Höhere Mindestlöhne für Beschäftigte in der Altenpflege

Im Oktober 2019 hat der Deutsche Bundestag das Gesetz für bessere Löhne in der Pflege („Pflegelöhneverbesserungsgesetz“) beschlossen. Damit wurde die Mindestlohnkommission gestärkt und beauftragt, verbesserte Mindestlöhne für die Pflege festzulegen. Am 28. Januar 2020 hat die Kommission die neuen Mindestlöhne beschlossen, womit in Zukunft auch die Unterschiede zwischen Ost und West beendet werden.

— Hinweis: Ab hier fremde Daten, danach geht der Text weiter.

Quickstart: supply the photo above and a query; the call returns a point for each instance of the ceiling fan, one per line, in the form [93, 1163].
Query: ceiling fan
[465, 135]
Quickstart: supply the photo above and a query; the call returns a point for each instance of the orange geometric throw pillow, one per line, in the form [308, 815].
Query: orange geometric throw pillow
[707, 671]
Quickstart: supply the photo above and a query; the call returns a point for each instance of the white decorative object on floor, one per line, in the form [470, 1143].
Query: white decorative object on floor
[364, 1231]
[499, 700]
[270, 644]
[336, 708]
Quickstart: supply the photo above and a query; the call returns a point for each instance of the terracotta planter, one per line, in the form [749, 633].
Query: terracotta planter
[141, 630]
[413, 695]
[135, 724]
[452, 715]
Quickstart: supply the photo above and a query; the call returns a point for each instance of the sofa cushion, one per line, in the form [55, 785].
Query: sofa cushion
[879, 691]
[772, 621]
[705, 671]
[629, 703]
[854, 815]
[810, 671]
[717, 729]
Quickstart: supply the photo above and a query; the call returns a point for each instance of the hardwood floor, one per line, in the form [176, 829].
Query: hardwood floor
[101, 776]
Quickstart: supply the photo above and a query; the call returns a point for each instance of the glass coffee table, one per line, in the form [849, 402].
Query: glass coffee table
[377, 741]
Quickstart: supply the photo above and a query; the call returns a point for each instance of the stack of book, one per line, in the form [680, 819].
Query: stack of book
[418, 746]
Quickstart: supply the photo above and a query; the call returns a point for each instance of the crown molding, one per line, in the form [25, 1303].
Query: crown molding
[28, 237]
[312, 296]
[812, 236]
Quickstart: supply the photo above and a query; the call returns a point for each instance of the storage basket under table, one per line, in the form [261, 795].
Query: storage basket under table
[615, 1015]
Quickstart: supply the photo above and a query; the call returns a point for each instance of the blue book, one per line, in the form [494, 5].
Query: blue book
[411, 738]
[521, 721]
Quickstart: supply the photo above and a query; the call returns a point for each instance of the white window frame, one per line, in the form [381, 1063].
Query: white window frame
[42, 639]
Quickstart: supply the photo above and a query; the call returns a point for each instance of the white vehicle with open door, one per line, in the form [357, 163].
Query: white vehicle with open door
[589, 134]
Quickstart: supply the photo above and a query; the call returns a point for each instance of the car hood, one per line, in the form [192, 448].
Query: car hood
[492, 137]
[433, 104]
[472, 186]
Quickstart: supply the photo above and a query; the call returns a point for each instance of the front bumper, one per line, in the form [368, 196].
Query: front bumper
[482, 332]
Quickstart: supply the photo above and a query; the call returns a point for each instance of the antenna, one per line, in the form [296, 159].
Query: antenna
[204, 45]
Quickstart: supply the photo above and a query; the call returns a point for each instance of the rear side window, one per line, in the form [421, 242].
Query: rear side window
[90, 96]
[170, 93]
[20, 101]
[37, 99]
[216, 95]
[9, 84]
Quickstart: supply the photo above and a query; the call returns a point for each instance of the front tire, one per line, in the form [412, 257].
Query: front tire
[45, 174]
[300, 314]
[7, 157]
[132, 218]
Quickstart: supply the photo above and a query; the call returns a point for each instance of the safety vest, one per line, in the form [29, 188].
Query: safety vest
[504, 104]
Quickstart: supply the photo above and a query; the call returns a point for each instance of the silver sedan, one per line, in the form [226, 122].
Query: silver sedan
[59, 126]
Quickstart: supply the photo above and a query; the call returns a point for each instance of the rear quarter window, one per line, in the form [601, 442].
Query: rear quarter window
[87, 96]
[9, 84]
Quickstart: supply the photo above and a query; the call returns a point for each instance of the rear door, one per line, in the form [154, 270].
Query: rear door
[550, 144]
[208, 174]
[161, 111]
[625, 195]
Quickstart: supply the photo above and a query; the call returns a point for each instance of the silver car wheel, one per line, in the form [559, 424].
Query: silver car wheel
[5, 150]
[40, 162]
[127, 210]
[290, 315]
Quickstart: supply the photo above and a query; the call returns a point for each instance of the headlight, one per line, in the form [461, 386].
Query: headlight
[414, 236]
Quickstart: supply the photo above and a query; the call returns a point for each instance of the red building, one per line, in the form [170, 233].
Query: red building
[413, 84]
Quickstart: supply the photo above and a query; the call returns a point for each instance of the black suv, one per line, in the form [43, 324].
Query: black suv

Claudia Moll, die Bundestagsabgeordnete für die Städteregion Aachen freut sich, dass ab 1. Juli 2020 die Mindestlöhne für Pflegehilfskräfte in vier Schritten auf einheitlich 12,55 Euro pro Stunde steigen: „Es zeigt, dass das Gesetz für bessere Löhne in der Pflege wirkt und hier schnell gehandelt wird. Unser Ziel einen allgemeinverbindlichen Tarifvertrag zu schaffen, verlieren wir dabei aber nicht aus den Augen.“

Die Pflegekommission hat darüber hinaus zum ersten Mal auch einen Pflegemindestlohn für qualifizierte Pflegehilfskräfte und für Pflegefachkräfte festgelegt. Diese sollen bis 2021 auf 13,20 Euro bzw. 15,40 Euro pro Stunde steigen. 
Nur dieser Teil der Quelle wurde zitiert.